The Netherlands’ Anna van der Breggen overtook USA’s cyclist Mara Abbott and claimed the gold medal Sunday with a 150 meters to go to the finish line. Abbott, who had been leading, was also surpassed at the last minute by Emma Johansson of Sweden who took the silver and Elisa Longo Borghini of Italy who earned the bronze.

Van der Breggen’s victory, however, was shadowed by the crash of her team mate Annemiek van Vleuten, who flew over her handlebars with 11 kilometers to go in the race. The wreck put her in intensive care with a serious concussion and three minor fractures to her spine.

There was more traditional sports drama too when the favorites to win the Tennis gold in doubles — American sisters Serena and Venus Williams — were upset by the Czech team.
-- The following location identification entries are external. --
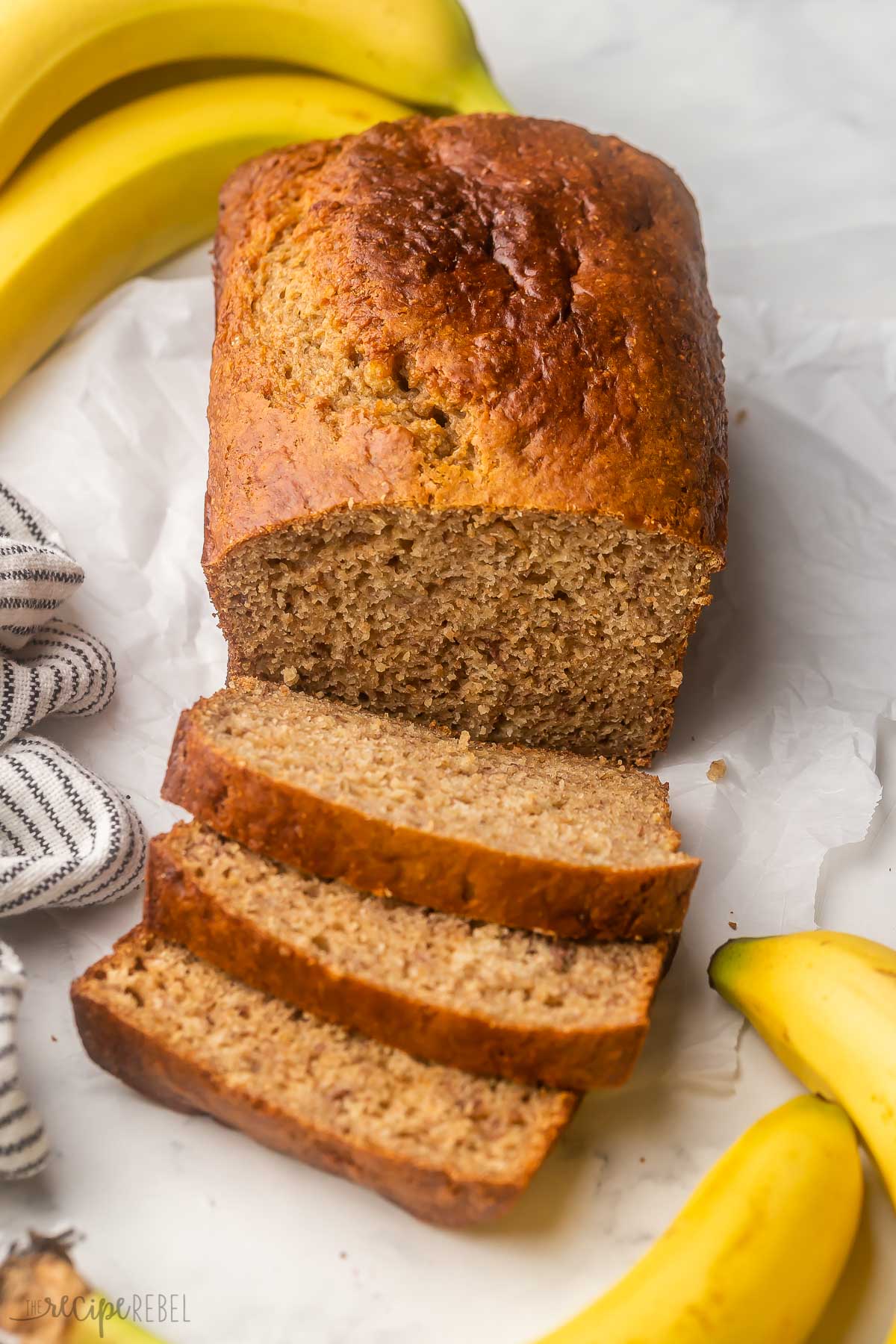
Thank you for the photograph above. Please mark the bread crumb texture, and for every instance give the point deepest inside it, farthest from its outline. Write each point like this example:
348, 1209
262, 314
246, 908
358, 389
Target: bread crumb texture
467, 429
321, 1077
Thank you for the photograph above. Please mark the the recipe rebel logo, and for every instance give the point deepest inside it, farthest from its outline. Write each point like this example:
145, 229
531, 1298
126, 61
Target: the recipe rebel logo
141, 1308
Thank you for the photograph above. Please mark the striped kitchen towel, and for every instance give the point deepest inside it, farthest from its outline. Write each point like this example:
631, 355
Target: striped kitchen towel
66, 838
23, 1144
37, 573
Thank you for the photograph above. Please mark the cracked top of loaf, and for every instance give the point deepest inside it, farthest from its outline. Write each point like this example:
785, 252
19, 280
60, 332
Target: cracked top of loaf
467, 312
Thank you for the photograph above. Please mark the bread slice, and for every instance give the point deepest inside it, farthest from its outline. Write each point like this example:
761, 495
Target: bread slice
482, 998
467, 429
517, 836
449, 1147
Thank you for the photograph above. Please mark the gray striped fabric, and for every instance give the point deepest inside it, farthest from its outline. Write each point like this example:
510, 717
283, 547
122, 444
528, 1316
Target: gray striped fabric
23, 1144
66, 838
37, 573
62, 670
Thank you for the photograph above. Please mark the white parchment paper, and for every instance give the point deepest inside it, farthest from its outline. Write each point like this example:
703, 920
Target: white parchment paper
794, 665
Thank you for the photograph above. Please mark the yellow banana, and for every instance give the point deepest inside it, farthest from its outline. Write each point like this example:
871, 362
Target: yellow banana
756, 1250
827, 1006
140, 183
53, 53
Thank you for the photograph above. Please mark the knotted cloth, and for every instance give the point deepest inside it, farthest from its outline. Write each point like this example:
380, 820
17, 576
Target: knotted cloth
66, 838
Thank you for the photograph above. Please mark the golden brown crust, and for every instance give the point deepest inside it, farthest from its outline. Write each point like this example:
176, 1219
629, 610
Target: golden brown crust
155, 1068
442, 873
180, 909
543, 282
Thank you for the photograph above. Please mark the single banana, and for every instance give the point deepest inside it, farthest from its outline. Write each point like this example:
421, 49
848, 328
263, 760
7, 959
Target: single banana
140, 183
53, 53
827, 1006
756, 1250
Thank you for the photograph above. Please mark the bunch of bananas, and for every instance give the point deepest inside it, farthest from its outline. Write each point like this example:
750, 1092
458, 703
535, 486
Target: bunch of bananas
756, 1251
107, 171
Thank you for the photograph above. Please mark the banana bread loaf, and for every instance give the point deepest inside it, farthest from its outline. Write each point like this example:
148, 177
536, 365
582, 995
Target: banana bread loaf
476, 996
521, 836
467, 429
449, 1147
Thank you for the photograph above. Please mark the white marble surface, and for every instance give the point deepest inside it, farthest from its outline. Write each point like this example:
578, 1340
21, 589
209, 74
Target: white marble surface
781, 117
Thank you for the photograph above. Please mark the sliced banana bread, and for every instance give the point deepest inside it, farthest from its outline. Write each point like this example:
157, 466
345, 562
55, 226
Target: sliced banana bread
467, 429
527, 838
482, 998
449, 1147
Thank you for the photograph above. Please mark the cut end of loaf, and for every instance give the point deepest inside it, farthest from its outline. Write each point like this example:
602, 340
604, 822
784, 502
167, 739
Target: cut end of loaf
561, 631
445, 1144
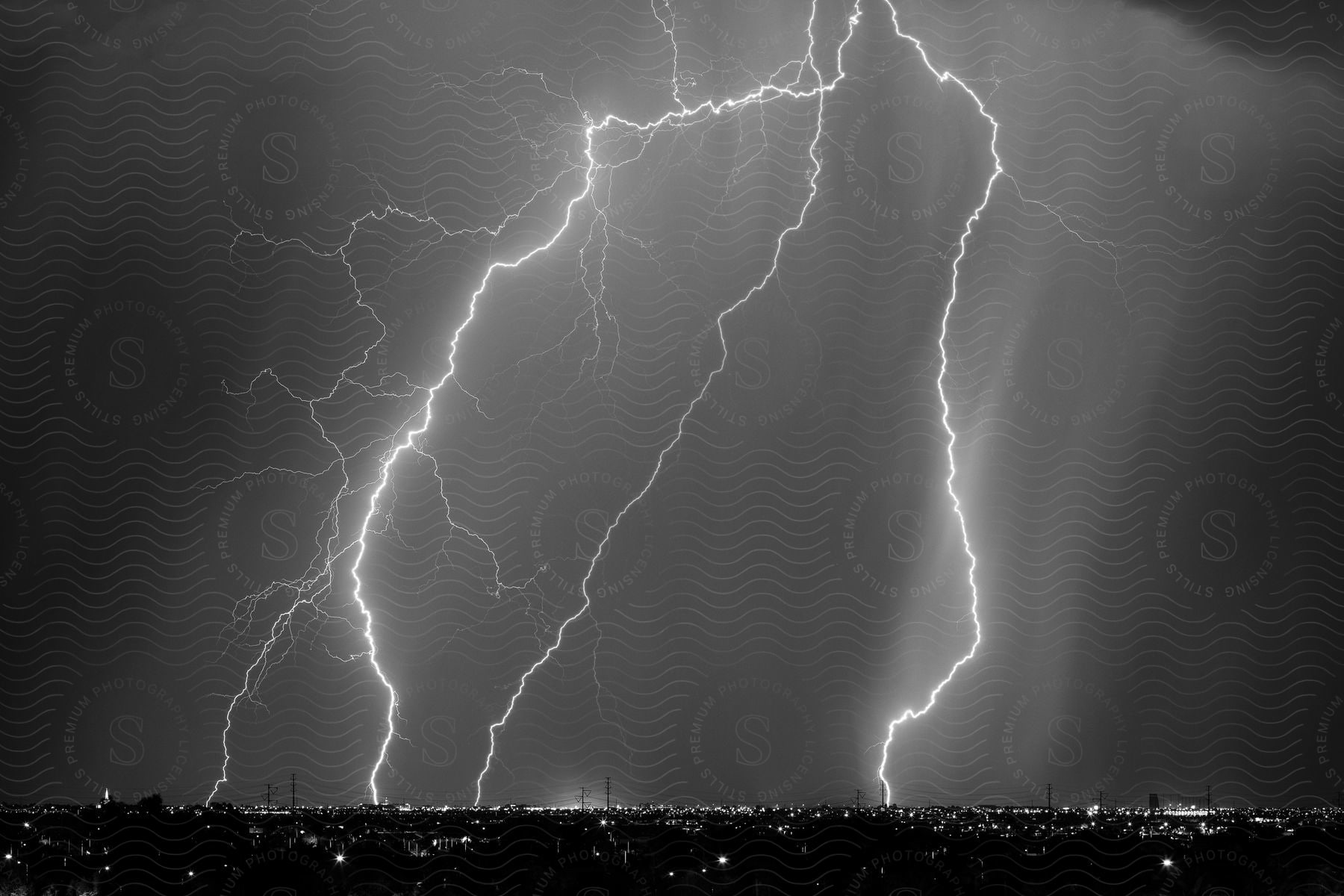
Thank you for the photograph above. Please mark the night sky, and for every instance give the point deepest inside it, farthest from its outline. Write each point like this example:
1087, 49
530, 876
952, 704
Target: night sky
250, 249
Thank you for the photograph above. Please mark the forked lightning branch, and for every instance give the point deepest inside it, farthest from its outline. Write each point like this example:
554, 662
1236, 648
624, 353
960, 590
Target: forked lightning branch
799, 80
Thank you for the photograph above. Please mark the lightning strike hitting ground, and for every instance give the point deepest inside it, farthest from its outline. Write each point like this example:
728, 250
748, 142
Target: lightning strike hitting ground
947, 408
319, 578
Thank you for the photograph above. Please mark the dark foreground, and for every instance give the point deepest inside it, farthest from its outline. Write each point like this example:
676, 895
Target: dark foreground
390, 850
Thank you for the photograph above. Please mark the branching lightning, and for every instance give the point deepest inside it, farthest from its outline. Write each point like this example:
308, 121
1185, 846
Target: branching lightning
808, 84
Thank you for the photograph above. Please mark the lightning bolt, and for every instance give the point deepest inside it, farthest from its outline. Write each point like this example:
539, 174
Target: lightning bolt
766, 92
409, 437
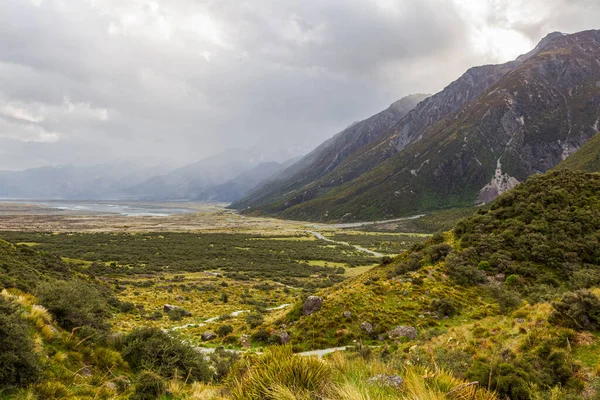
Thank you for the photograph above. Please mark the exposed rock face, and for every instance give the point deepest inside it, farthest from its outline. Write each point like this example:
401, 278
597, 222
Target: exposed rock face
394, 381
500, 183
367, 327
208, 336
404, 331
312, 305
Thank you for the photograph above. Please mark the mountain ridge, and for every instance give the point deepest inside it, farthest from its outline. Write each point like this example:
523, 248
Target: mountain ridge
530, 115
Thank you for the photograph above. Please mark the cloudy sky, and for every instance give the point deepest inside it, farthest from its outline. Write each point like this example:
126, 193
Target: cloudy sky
93, 81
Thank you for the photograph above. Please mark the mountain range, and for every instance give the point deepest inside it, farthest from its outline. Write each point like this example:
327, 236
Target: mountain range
224, 177
477, 138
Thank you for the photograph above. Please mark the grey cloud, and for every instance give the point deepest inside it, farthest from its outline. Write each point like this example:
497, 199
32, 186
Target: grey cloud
179, 80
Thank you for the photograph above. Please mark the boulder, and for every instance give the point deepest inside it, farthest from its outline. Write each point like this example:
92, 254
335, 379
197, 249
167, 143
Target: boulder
394, 381
367, 327
208, 335
409, 332
312, 304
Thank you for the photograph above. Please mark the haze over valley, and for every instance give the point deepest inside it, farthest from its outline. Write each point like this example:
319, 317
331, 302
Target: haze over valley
300, 200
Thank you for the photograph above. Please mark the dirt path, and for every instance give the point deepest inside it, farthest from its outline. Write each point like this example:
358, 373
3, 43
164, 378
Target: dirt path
359, 224
233, 314
320, 236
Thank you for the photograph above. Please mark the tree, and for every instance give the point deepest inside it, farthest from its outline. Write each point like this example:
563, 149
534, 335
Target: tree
19, 364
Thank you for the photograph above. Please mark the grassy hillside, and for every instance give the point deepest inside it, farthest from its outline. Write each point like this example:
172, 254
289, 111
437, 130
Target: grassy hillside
541, 108
509, 297
587, 158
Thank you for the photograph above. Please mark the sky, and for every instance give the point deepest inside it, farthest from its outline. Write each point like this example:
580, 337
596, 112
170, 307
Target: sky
173, 81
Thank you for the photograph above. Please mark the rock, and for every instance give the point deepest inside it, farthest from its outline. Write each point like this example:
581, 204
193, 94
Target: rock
208, 335
394, 381
284, 337
312, 305
404, 331
367, 327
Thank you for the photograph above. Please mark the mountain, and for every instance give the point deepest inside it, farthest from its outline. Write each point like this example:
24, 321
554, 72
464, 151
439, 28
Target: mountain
587, 158
238, 187
197, 180
489, 299
331, 154
96, 182
480, 136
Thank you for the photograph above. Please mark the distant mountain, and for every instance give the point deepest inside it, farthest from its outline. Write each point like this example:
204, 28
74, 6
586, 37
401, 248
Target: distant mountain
241, 185
97, 182
204, 180
587, 158
480, 136
333, 153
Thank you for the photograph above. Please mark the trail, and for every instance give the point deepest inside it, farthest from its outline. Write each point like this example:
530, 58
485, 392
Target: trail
318, 353
233, 314
359, 224
320, 236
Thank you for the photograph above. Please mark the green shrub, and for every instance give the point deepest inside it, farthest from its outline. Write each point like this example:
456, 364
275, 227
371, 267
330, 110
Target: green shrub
223, 361
444, 307
19, 365
577, 310
75, 304
148, 386
262, 335
254, 320
154, 350
224, 330
438, 252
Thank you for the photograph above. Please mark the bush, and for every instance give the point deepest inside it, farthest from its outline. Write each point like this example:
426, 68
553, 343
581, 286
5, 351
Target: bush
148, 386
254, 320
19, 364
223, 361
577, 310
153, 349
438, 252
75, 304
262, 335
178, 313
444, 307
224, 330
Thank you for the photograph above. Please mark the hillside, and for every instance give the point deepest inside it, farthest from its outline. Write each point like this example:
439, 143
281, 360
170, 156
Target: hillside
587, 158
332, 154
500, 299
495, 126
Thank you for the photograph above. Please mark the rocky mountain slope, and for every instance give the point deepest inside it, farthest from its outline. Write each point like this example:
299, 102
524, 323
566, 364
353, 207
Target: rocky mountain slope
332, 154
489, 299
479, 137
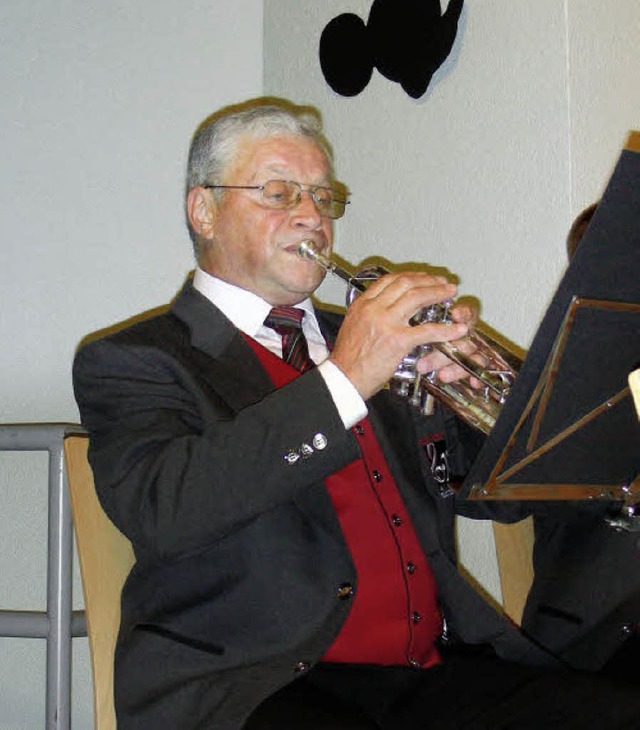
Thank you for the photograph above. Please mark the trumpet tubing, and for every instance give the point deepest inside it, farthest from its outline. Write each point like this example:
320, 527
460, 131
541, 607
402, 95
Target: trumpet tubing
479, 407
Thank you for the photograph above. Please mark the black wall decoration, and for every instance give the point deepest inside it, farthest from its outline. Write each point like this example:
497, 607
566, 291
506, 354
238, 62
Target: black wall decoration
406, 40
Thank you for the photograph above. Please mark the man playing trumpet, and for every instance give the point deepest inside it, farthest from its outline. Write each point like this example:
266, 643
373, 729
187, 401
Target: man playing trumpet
293, 530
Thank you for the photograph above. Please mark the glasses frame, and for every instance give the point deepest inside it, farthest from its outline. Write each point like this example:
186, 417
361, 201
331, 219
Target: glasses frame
311, 189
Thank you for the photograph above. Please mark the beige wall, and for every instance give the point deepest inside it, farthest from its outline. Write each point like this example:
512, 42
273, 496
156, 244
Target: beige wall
483, 175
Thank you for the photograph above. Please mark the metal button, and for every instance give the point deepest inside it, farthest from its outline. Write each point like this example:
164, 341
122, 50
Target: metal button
320, 441
345, 591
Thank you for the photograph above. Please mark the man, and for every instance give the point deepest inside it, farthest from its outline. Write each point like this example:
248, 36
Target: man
584, 604
295, 557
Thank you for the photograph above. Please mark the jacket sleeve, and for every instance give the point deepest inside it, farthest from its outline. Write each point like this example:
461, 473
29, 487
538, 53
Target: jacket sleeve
177, 467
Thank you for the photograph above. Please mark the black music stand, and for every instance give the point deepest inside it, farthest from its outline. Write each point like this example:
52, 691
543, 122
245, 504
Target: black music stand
569, 429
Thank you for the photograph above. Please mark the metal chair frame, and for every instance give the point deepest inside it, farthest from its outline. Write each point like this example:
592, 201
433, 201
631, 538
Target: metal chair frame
59, 623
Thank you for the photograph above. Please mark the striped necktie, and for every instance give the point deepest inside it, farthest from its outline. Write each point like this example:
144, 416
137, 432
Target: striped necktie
287, 322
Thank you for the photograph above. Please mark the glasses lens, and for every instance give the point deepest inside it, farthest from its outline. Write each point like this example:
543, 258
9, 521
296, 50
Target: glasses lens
285, 194
280, 193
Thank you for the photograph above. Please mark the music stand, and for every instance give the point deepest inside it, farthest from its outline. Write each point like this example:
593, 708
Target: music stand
569, 429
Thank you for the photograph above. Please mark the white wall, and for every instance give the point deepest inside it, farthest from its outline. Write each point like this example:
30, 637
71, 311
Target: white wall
517, 132
98, 102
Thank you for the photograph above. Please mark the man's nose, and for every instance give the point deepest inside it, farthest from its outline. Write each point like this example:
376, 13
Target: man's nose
306, 212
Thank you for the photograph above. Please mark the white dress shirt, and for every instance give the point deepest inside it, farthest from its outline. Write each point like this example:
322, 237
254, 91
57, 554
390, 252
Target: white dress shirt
248, 311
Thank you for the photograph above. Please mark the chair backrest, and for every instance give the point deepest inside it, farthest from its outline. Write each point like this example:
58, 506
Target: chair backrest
634, 384
106, 557
514, 549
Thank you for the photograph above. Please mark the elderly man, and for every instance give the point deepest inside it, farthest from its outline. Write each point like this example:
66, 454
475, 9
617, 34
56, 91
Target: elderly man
295, 557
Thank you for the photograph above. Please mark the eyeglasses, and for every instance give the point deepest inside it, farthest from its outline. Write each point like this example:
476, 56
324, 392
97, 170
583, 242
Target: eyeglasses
282, 194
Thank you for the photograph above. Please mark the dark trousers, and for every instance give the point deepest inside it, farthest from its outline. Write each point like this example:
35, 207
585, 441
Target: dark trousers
471, 689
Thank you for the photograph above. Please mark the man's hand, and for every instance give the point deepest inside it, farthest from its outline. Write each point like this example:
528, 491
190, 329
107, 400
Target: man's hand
376, 333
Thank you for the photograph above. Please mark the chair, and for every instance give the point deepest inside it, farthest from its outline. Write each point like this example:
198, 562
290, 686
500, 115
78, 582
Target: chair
106, 557
514, 549
634, 385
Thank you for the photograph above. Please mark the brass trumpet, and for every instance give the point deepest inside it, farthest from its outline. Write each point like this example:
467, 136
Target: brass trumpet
479, 407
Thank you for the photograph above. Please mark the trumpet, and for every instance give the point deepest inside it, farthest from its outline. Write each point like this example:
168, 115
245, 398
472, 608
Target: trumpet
478, 407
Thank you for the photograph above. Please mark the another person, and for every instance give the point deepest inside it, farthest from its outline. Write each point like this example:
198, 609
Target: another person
584, 604
295, 561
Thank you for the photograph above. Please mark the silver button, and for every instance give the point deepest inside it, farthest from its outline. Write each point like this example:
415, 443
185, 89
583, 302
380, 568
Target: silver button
306, 450
320, 441
291, 457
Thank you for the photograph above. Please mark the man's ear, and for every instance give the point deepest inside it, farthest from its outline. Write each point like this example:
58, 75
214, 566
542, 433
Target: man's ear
201, 211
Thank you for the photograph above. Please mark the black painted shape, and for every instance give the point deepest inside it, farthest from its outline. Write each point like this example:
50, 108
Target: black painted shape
406, 40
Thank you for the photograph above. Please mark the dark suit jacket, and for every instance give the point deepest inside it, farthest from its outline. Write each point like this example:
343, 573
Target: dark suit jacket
585, 599
239, 552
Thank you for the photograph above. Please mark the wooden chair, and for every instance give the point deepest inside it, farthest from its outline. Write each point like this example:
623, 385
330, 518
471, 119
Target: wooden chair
634, 385
514, 549
106, 557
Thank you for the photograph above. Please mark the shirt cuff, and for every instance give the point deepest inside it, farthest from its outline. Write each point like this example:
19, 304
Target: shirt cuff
351, 407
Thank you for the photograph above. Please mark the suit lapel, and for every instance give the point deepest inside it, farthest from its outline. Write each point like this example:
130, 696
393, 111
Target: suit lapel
222, 357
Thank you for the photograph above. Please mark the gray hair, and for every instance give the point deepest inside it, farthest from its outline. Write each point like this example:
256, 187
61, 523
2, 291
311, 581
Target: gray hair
216, 140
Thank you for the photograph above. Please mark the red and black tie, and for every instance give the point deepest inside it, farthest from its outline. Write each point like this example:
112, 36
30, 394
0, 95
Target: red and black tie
287, 322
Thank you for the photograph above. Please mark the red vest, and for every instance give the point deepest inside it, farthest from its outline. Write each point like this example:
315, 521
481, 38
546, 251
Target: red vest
395, 617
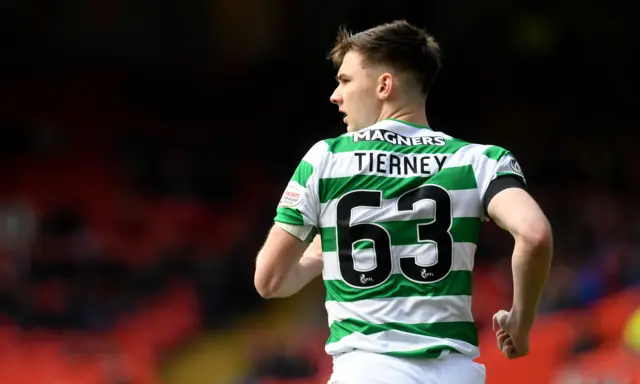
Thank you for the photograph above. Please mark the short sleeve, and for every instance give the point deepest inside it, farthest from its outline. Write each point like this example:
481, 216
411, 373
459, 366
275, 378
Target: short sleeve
497, 162
299, 204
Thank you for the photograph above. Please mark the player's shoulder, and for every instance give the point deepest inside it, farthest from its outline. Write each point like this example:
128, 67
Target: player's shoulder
317, 152
481, 151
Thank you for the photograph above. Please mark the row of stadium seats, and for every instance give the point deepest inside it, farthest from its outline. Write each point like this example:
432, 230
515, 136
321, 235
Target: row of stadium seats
123, 224
130, 350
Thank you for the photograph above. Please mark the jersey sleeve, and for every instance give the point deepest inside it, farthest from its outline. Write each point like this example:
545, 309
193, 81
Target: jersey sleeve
299, 206
497, 162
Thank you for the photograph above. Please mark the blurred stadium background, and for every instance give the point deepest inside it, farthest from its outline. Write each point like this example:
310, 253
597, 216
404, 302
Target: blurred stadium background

Lucie Safarova and Barbora Strycova beat the first-seeded American sisters 6-3 6-4 in 93 minutes — the Williams sisters first ever doubles defeat at the Olympic Games in 16 matches

Hours after the Williams’ upset, more drama occurred on the tennis court when No.1 Novak Djokovic was defeated 7-6 7-6 by Argentina’s Juan Martin del Potro.

Meanwhile, unseeded Italian Fabio Basile claimed the men’s 66 kilogram judo gold, beating South Korea’s An Baul — and produced an impressive somersault to celebrate.

And, Hsu Shu-ching from Chinese Taipei won gold in the women’s 53 kilogram weightlifting with a combined total of 212 kilograms in the snatch and clean and jerk.